Pourtant, François Hollande propose, sans le dire explicitement, d'en créer une nouvelle, avec son «contrat de génération» qui prévoit d'exonérer les charges sociales pour les employeurs qui embauchent un jeune tout en gardant un sénior. Martine Aubry propose aussi une nouvelle niche fiscale avec une baisse d'impôt pour les sociétés qui réinvestissent leurs bénéfices, une nouvelle possibilité d'optimisation fiscale.

La «niche Copé», éternelle sur-évaluée

Martine Aubry, interrogée par les internautes de Rue89, s'était essayée au détail des «niches fiscales» à supprimer:

  • Revenir sur la suppression de l'impôt sur la fortune qui coûte, d'après Aubry, 1,8 milliard d'euros à l'Etat. Une mesure certes facile à prendre mais qui n'est pas une suppression de niche fiscale.
  • «Limiter fortement» les avantages fiscaux pour les foyers qui «acquièrent des logements pour les louer». Un maquis de niches fiscales qui coûtent 950 millions par an selon l'Inspection des finances. «Ça, c'est des milliards», précise Martine Aubry. Pas forcément, même si les nombreux avantages fiscaux liés au logement laissent une marge de manoeuvre supplémentaire.
  • Supprimer la «niche Copé» qui permet d'exonérer les plus-values à long terme sur la cession de titres de participation. En trois ans, elle a coûté 22 milliards selon Aubry. Ce chiffrage qui circule depuis un an est lié à une erreur de Bercy, le coût sur 3 ans est en fait de 9 à 10 milliards d'euros. Selon la Cour des comptes, une suppression de la niche rapporterait encore moins, entre 2 et 3 milliards par an.
  • Revenir sur la défiscalisation des heures supplémentaires qui coûte 4,7 milliards par an.

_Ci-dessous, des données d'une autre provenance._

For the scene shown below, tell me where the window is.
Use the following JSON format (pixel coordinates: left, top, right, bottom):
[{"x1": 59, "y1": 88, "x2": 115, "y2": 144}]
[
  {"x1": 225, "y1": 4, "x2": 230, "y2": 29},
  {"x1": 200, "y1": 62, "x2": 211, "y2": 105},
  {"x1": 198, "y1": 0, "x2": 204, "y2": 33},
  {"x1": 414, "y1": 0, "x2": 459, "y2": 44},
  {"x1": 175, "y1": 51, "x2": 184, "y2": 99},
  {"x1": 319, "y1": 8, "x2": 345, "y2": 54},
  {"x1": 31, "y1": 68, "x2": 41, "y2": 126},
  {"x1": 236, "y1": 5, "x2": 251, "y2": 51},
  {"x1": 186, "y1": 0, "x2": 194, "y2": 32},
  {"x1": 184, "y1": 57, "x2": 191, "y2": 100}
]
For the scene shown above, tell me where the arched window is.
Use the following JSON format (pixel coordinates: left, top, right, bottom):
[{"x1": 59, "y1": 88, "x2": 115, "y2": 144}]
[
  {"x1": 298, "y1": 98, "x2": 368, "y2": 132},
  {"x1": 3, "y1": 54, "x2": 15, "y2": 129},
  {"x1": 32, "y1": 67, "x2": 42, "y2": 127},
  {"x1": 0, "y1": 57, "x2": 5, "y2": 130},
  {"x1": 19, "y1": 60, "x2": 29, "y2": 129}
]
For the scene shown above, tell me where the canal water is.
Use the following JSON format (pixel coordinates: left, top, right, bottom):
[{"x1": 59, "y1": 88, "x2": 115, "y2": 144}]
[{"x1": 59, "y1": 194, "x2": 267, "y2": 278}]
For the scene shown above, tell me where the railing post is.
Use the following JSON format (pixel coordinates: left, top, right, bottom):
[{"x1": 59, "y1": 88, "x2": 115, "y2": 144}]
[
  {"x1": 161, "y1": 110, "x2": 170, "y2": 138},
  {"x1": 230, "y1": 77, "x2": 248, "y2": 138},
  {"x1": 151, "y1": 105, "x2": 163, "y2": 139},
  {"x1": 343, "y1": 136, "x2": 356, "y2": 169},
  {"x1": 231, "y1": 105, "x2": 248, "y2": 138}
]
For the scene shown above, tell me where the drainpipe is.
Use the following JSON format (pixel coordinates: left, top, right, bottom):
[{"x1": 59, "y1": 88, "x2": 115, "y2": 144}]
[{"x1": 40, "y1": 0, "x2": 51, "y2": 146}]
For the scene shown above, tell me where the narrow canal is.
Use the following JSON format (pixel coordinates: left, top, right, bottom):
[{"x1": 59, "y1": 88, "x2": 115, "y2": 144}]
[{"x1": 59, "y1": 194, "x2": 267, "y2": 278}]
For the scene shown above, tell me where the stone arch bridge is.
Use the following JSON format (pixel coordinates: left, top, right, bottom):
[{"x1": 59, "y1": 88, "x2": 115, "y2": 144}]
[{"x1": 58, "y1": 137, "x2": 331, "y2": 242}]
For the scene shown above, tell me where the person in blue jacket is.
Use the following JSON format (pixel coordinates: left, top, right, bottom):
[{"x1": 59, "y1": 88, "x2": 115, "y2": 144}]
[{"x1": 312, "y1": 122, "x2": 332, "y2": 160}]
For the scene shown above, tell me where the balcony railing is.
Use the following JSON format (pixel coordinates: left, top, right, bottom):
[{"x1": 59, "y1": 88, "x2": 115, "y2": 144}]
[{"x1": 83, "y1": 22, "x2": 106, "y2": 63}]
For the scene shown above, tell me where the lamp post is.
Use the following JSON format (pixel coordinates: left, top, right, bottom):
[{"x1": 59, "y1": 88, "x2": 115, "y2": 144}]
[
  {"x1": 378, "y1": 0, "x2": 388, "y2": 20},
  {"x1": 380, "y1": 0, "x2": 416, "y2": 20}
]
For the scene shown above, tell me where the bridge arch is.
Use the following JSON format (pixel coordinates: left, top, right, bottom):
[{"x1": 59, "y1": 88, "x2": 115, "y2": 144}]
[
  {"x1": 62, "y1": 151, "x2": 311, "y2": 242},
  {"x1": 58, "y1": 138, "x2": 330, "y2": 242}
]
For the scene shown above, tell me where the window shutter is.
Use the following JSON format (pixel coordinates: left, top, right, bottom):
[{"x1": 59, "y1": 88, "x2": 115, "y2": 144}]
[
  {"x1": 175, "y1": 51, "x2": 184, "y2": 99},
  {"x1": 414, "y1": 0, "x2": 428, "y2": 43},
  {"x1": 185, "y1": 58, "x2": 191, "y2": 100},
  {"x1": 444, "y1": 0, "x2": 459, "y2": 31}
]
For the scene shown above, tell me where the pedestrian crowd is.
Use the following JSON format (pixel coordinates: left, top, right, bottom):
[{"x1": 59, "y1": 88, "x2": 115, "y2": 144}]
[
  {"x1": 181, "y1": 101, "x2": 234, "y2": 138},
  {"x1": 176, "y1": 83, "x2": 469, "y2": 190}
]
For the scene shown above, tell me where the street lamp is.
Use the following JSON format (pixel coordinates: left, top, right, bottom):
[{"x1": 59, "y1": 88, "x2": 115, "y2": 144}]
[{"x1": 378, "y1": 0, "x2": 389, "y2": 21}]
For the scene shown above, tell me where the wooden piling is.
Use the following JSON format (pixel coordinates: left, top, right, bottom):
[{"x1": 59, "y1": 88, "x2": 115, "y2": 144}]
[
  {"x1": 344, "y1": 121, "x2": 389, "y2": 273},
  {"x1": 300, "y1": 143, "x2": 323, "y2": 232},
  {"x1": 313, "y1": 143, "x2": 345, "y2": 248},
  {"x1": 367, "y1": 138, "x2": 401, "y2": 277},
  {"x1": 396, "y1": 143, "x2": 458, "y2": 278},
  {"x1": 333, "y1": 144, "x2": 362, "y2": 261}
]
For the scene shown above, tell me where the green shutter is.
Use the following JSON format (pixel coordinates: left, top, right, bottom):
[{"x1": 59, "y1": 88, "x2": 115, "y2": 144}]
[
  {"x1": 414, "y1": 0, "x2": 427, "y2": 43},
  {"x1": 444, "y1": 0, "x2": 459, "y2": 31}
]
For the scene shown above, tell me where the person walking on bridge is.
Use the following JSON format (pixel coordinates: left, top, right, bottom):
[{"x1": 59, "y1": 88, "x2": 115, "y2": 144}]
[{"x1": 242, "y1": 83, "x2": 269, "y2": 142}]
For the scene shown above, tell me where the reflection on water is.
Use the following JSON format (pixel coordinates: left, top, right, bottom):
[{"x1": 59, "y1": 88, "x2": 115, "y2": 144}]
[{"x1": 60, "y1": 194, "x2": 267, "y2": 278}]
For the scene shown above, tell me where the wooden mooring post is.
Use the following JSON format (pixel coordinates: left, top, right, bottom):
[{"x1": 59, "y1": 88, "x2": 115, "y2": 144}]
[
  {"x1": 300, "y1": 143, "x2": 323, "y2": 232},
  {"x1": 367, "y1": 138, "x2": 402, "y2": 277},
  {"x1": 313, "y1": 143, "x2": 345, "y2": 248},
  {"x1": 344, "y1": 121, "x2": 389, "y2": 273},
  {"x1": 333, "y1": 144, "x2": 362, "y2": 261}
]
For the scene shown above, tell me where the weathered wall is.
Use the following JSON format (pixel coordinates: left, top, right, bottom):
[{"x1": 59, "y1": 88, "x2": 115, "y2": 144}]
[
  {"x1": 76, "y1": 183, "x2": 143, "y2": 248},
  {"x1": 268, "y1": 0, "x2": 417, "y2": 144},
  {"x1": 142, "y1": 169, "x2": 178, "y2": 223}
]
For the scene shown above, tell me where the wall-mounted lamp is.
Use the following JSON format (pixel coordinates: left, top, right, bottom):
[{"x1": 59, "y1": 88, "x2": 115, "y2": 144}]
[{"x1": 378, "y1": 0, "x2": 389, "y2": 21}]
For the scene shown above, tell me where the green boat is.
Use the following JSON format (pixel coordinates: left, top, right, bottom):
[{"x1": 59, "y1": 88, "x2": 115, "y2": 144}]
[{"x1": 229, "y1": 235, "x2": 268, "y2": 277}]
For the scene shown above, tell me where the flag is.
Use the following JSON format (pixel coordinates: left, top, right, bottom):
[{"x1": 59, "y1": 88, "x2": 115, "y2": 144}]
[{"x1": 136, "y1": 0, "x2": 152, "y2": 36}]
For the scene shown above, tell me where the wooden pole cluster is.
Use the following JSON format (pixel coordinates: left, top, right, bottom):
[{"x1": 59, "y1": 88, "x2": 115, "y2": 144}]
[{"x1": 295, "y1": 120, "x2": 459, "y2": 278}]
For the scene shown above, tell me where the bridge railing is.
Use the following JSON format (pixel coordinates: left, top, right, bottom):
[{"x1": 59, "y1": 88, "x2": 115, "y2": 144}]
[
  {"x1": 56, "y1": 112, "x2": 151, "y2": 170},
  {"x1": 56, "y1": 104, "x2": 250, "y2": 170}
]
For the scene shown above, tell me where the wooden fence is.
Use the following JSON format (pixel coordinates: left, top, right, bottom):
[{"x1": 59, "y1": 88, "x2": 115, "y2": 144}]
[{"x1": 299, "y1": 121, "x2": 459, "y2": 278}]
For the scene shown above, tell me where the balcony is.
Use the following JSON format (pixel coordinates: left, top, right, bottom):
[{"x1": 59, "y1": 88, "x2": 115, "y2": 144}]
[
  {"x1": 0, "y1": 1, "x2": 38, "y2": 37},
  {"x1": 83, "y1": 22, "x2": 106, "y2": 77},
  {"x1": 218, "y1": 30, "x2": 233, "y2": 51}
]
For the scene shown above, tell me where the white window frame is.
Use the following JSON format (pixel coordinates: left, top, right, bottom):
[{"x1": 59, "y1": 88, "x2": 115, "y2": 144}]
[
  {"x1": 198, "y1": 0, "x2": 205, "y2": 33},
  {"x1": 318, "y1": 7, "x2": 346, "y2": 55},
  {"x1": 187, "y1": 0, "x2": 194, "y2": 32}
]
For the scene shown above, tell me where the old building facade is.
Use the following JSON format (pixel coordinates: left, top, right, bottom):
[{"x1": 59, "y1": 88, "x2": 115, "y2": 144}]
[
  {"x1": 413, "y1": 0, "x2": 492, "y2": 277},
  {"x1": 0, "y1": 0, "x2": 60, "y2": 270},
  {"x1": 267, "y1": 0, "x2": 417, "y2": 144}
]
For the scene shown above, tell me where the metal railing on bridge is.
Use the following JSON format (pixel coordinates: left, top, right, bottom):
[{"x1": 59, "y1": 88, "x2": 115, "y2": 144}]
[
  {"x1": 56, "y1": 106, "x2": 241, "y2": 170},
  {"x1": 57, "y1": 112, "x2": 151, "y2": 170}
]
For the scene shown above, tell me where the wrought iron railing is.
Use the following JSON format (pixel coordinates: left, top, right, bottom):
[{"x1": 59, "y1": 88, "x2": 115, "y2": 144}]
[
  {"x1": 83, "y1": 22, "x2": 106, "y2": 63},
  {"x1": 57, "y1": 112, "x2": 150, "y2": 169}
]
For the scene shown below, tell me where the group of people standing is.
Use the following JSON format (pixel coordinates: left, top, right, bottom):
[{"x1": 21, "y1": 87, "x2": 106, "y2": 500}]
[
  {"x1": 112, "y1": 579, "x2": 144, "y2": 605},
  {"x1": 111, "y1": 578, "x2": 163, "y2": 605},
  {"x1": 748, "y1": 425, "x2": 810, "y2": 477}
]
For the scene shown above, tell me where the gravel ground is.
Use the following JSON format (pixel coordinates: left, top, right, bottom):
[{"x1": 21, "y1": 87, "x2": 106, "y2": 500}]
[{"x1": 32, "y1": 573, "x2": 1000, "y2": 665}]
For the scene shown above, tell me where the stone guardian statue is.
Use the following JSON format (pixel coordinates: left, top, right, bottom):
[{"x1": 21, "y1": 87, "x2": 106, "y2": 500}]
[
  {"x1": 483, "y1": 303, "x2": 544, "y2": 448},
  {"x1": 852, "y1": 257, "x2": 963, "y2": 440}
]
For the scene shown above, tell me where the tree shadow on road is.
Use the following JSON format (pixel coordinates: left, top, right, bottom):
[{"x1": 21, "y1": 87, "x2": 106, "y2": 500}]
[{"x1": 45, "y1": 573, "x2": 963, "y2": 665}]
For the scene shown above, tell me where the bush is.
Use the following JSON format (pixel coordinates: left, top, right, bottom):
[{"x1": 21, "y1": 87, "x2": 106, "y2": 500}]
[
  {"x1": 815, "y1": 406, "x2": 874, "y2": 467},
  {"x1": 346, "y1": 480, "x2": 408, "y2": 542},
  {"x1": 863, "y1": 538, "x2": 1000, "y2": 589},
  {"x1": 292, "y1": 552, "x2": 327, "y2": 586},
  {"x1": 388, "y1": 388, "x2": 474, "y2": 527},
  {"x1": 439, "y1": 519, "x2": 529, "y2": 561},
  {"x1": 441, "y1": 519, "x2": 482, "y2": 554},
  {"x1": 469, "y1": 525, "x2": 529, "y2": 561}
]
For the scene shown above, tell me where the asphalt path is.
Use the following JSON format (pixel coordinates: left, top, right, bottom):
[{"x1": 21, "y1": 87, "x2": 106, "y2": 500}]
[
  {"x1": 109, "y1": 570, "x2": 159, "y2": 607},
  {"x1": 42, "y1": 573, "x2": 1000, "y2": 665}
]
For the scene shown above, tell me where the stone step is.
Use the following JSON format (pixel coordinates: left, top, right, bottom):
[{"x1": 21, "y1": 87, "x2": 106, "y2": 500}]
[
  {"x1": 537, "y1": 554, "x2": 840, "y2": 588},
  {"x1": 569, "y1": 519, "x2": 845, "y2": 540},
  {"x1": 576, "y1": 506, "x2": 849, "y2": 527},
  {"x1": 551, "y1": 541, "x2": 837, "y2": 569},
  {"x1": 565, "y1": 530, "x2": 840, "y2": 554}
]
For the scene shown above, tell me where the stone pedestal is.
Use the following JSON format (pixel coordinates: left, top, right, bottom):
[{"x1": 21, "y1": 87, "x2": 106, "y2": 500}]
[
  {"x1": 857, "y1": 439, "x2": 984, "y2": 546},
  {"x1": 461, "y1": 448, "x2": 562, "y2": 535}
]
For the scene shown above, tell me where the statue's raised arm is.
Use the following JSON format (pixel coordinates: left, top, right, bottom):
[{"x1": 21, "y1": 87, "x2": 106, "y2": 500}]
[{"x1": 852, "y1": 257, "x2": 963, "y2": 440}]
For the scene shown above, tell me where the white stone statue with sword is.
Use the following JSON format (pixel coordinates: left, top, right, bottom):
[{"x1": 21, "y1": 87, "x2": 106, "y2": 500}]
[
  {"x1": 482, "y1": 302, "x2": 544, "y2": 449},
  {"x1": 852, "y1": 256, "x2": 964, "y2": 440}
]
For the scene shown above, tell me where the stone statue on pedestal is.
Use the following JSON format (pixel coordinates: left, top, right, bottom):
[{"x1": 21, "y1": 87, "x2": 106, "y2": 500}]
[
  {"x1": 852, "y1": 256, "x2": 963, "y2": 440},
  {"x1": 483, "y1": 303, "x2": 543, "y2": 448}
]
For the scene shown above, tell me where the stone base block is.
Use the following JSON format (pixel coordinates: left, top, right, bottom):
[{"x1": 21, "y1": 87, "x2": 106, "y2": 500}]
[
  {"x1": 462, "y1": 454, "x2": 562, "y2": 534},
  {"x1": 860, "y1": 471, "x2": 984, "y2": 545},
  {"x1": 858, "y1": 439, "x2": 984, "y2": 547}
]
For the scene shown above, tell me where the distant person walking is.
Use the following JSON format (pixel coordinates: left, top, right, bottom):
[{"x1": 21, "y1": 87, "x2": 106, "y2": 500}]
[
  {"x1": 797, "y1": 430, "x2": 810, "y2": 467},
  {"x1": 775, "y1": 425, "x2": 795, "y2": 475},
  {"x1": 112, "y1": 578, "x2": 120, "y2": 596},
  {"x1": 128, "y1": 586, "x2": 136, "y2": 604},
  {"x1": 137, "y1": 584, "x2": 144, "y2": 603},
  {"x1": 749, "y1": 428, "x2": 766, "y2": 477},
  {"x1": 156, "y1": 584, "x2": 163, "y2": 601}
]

Le reste est plus flou, empêchant un chiffrage:

«Il y a toutes les niches qui permettent aux grandes entreprises de payer 8% d'impôt sur les sociétés quand les petites en payent 33%. Il y en a un paquet. Je ne dis pas qu'il faut toutes les supprimer. Nous en avons listé un certain nombre. De même que les niches qui permettent aux revenus du capital d'être moins imposés que les revenus du travail.»

Une chose est sûre: une fois élu, il sera difficile de mettre la main sur le magot des 50 milliards de niches. À moins de mettre en place une taxe sur l'usage abusif du terme «niche fiscale».